Im Maschinenbau müssen Bauteile unter verschiedensten mechanischen, thermischen und dynamischen Bedingungen zuverlässig funktionieren. Das gilt auch – oder gerade – für additiv gefertigte Komponenten. Um die Sicherheit, Belastbarkeit und Einsatzfähigkeit von 3D-gedruckten Teilen zu gewährleisten, sind gezielte Belastungstests unerlässlich.
In diesem Beitrag zeigen wir praxisnah, wie Belastungstests für 3D-gedruckte Bauteile durchgeführt werden, welche Prüfkriterien gelten, welche Normen berücksichtigt werden sollten – und worauf speziell bei additiven Werkstoffen und Strukturen zu achten ist.
Warum sind Belastungstests bei 3D-Druckteilen besonders wichtig?

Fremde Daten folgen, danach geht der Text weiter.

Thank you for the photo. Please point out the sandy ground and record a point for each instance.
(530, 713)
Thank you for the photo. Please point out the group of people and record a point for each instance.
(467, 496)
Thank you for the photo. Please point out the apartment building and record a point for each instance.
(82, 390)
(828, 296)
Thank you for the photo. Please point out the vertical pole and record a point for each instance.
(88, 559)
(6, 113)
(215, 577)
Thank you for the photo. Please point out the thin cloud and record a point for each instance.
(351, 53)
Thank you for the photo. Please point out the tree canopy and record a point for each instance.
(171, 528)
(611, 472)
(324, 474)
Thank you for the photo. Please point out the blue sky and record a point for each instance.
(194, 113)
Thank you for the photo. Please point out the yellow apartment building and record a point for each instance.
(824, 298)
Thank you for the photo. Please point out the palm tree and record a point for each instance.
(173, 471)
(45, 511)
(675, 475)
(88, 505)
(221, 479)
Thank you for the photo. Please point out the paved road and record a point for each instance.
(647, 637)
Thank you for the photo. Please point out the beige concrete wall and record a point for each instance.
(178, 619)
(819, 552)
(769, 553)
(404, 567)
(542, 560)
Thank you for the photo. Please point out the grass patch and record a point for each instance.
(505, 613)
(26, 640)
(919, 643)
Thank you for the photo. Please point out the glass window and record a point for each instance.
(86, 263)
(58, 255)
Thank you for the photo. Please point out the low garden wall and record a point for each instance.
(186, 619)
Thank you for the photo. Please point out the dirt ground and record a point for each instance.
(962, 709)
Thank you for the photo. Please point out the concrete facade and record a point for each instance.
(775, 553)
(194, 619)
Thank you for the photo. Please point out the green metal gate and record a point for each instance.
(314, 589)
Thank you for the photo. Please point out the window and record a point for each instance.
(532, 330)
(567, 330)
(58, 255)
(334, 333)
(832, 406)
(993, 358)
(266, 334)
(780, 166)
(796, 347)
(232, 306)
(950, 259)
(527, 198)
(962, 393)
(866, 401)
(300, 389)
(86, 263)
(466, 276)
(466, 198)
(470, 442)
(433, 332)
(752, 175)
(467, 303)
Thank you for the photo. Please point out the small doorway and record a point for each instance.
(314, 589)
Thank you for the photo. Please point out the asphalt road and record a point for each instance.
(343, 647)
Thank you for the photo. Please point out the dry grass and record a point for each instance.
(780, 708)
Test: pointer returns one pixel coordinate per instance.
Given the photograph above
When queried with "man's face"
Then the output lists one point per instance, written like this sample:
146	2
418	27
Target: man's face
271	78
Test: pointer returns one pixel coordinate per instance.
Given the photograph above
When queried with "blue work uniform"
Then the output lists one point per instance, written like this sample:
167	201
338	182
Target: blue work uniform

Additiv gefertigte Bauteile unterscheiden sich in ihrer Materialstruktur und Belastungsverhalten fundamental von konventionell hergestellten Teilen:
-
Anisotropie durch schichtweises Aufbauen
-
Porositäten und Mikrorisse, insbesondere bei Pulverbettverfahren
-
Verfahrensbedingte Unterschiede in Oberflächenqualität, Dichte und Festigkeit
-
Abhängigkeit von Druckparametern (Temperatur, Geschwindigkeit, Schichthöhe etc.)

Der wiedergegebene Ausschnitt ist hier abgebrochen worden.